DMRs were identified and ranked using the DMRcate package (version 2.6.0)39. We used a bandwidth of 1000 nucleotides (lambda = 1000), a scaling factor of 2 (C = 2), and corrected the results for multiple testing using the Benjamini-Hochberg method as recommended by the authors of the DMRcate package39. Annotation was done according to hg19.

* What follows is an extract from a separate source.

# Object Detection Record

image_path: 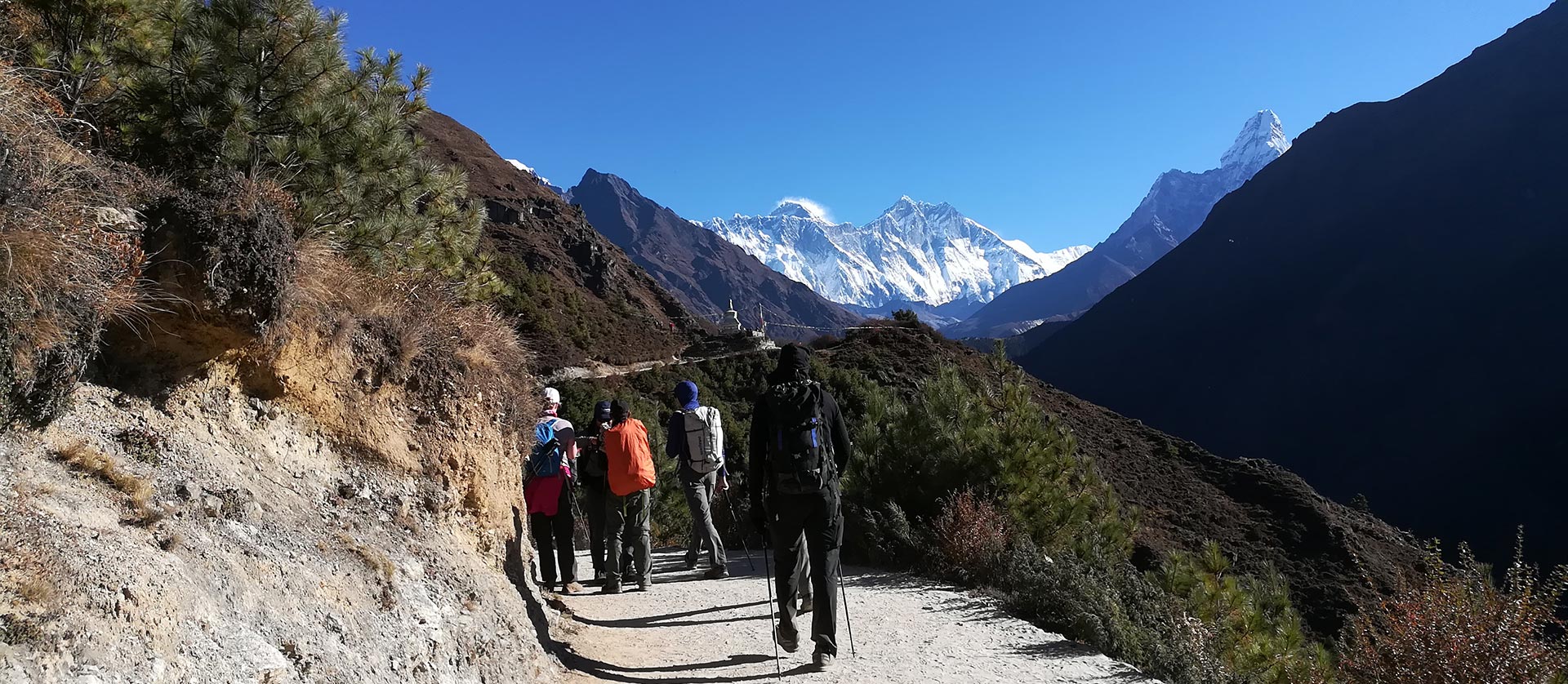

Descriptive statistics were reported with median and interquartile range (IQR) and frequencies and percentages for continuous and categorical variables, respectively.

Sample size

As there was limited knowledge on DNA methylation changes following severe trauma, we were not able to properly estimate the effect size of trauma on the DNA methylation profile. Based on studies of non-trauma populations that have found effect sizes of 0–25% difference in genome-wide DNA methylation levels between cases and controls40,41,42, we assumed that a 15% change in the mean methylation difference between our comparison groups was relevant to detect following exposure to severe trauma. A simulation study set up to estimate power and adequate sample size for EWAS43 found that to detect a 15% mean methylation difference between two groups with 80% power and a genome-wide significance level of 1 × 10−6, 54 patients were needed in each group. Thus, we needed to include 54 trauma patients and 54 surgical patients to obtain 80% power at a genome-wide significance level of 1 × 10−6. To account for potential DNA samples of low quality we decided to continue inclusion of patients until we had a full set of blood samples from 60 trauma patients and 60 surgical patients.

Enrichment analyses

To identify perturbated pathways or biological functions, we performed enrichment analyses of the genes related to the significant DMRs. We used EnrichR44 and included the following pathway databases: Reactome 202245, BioPlanet 201946, and BioCarta 2016.